La victoire de l’adversaire de da Silva aux élections brésiliennes pourrait constituer la principale réussite de Trump dans sa volonté d’affaiblir la Russie et la Chine
Écrit par Dmitri Rodionov
La campagne présidentielle débute le 16 août au Brésil et s’achèvera le 4
octobre.
Bien que 13 candidats soient en lice, tout le monde comprend que la lutte
principale opposera l’actuel chef de l’État, Lula da Silva (Parti des
travailleurs), et le fils de l’ancien président condamné Jair Bolsonaro, Flávio
(Parti libéral).
Le premier est considéré comme un homme politique de gauche et un partisan de l’intégration au sein du BRICS, tandis que le second est perçu comme un homme de droite, un partisan de Trump et un partisan de la sortie de ce groupement réunissant la Russie et la Chine.
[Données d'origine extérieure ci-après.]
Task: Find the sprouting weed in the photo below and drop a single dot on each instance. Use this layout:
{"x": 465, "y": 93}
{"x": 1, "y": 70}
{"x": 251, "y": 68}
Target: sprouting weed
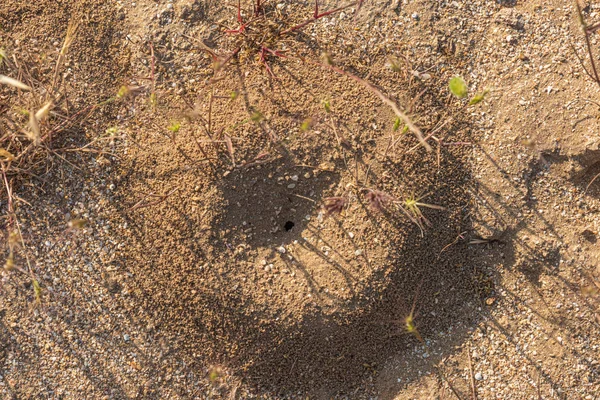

Selon le sondage Nexus/BTG Pactual, réalisé du 31 juillet au 2 août, Lula
est actuellement en tête avec 41 %, contre 37 % pour Bolsonaro.
Il convient de noter que, par rapport aux précédents sondages, l’écart
entre les deux candidats s’est réduit de 5 points de pourcentage.
Si Bolsonaro l’emporte, cela marquera-t-il le début d’un revirement
radical de l’orientation géopolitique du Brésil, comme cela a été le cas chez
son voisin, l’Argentine ? Un tel scénario ne semble plus relever de la fiction…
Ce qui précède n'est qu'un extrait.